Recently, however, with the advent of techniques
allowing for direct comparisons of the genetic code of organisms,
it has become possible to actually assess the degrees of genetic
interrelationship amongst and between the various major animal
groups. Additionally, the development of a particular set
of statistical techniques and methodologies called "phylogenetic
systematics" has allowed a separate independent way of
assessing relationships based on evolved or derived characters
shared between animal groups. In essence, we now have some
tools that permit us to get answers to the same question from
two independent methodologies. Consequently, we can use the
two methodologies together to check on each other and to assure
ourselves that the results are no longer in the realm of literature,
but rather actually are "real" science.
Over the past ten to fifteen years, these
two tools have allowed us to put together a relational framework
of the animal kingdom that has overturned some long-cherished
and well-defended ideas. These were ideas that seemed logical
at the time, but were simply wrong; and in hindsight, one
wonders how they could have been supported for so long. One
of these cherished ideas held that the segmented annelid worms
and the segmented arthropods were closely related simply because
they both were segmented and had an internal morphology that
was fundamentally different from the third great segmented
group, the vertebrates.
One of the more striking discoveries of
the new methodologies was that there are three main lineages
or assemblages of animal groups. One lineage, called the deuterostomes,
derives the Echinoderms (sea stars, sea urchins, and related
animals) and Chordates (fishes, mammals, and birds) from the
Cnidaria (corals, sea anemones and hydroids). This linkage
was not too dissimilar to what had been proposed prior to
the new methodologies and served, in some regards, to validate
the logical methodology used through most of the nineteenth
and twentieth centuries. However, the lineages presumed to
link the rest of the animal kingdom, indeed the vast majority
of the animal groups, was thoroughly juggled and rearranged.
We now recognize one vast assemblage of many animal groups
which is defined by the presence of a particular type of larva
called a trochophore, or the presence of a crown of ciliated
tentacles around their mouth.

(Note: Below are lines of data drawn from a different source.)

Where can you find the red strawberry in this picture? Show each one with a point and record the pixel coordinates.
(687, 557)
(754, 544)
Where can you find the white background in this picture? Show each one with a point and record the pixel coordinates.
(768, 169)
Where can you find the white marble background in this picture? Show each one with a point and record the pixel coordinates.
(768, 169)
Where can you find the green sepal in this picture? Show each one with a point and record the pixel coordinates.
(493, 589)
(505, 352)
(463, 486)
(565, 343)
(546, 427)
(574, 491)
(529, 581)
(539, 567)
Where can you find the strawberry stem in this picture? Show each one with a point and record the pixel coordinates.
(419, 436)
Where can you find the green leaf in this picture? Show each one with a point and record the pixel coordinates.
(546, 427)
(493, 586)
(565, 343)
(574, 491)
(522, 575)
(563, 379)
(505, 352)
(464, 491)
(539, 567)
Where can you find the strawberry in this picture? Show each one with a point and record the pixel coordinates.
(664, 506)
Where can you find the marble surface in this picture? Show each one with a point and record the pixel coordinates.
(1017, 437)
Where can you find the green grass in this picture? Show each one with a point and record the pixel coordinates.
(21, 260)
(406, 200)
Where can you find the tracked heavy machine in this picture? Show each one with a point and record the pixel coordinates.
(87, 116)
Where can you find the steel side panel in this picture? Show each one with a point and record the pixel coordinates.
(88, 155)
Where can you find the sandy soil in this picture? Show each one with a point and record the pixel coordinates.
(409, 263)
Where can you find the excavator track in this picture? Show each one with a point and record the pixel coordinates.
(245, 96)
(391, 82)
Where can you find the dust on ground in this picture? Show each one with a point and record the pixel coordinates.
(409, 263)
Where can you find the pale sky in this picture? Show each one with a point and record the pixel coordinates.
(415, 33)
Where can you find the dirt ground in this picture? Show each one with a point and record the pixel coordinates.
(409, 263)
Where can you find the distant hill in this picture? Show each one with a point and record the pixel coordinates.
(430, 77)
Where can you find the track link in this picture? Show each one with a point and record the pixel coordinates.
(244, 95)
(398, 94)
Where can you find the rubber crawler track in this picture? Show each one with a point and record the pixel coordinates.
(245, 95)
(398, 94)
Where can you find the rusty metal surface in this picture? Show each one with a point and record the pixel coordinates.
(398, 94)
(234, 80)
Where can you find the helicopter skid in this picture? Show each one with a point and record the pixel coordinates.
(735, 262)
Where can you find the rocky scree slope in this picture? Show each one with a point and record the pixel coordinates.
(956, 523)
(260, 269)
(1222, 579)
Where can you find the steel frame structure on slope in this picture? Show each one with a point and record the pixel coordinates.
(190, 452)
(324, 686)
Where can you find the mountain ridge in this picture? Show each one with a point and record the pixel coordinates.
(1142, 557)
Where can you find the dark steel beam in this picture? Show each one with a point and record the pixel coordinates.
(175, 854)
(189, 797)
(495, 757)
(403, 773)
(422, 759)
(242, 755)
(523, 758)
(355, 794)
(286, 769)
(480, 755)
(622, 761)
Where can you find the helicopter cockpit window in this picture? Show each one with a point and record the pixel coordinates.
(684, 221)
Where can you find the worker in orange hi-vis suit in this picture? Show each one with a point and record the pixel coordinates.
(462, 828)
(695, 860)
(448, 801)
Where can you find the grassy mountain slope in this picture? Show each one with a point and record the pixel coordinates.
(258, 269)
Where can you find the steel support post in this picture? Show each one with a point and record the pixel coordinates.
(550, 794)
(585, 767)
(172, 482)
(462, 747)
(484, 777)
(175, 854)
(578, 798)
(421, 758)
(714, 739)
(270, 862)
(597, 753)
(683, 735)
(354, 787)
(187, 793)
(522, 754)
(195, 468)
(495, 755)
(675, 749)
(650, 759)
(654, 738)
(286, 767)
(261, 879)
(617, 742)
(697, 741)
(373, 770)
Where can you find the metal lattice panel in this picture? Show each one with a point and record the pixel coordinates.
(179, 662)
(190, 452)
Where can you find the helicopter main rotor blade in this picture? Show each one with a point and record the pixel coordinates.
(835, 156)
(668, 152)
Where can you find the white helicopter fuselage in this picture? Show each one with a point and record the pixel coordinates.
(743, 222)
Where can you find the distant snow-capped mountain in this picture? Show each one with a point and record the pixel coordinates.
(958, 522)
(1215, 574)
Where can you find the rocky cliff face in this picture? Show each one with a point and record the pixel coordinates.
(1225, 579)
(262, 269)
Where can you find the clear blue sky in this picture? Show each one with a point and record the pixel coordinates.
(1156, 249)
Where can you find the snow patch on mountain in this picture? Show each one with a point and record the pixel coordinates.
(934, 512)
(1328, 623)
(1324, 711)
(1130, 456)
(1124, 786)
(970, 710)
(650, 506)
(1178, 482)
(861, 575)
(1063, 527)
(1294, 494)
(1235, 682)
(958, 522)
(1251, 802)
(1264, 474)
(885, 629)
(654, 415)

This crown of tentacles is called
a "lophophore." This assemblage of animal groups,
containing the mollusks, annelids, brachiopods, and numerous
smaller groups is called the "Lophotrochozoa," a
name derived from the names of the two major characters, the
lophophore and the trochophore.
The final assemblage of animal groups,
containing relatively few major groups but, by far and away,
most of the animal species, is characterized by animals that
have to molt to grow. These animals have either an inelastic
cuticle or an "exoskeleton" that covers their entire
body. The name for the group, the Ecdysozoa reflects their
need to shed their outer covering as they grow. Ecdysozoa
is derived from the words "ec-" (from the
Greek word "ek-" meaning: "out of"), +
"dysis" (from the Greek word, "dyō,"
meaning: "to put on clothes,") giving the New Latin
word, "ecdysis," (meaning: "a getting
out of clothing, molting.") +"zoa" (from
the Greek word, "zōon," meaning: an animal
or living being). So, these are the animals that molt or get
out of their clothes or, in other words, they are strippers.
The Strippers…
Apparently the genetic machinery for the
construction of a cuticle or inelastic covering, coupled with
the need to shed such a covering to grow really evolved only
once as all of these groups seem to have the same basic genome
for the physiological "machinery" necessary for
molting. There is a progression of forms from simple molted
cuticles to quite complex molted "exoskeletons."
The latter, of course, are found in the arthropods, such as
crabs, insects, and spiders, whereas the simpler forms are
found in several other animal groups or phyla. Complex, but
simpler, cuticles are also found in nematodes or roundworms.
Both of these groups are quite well represented in aquaria.
I will discuss nematodes and the arthropodan
groups in some subsequent columns, but in this column I thought
it would be fun to explore some of the lesser-known strippers.
Molted cuticles are found on animals in many groups that are
actually reasonably common on coral reefs, and it is likely
that some of these animals have found their way into reef
aquaria, even though aquarists may not have yet noticed them.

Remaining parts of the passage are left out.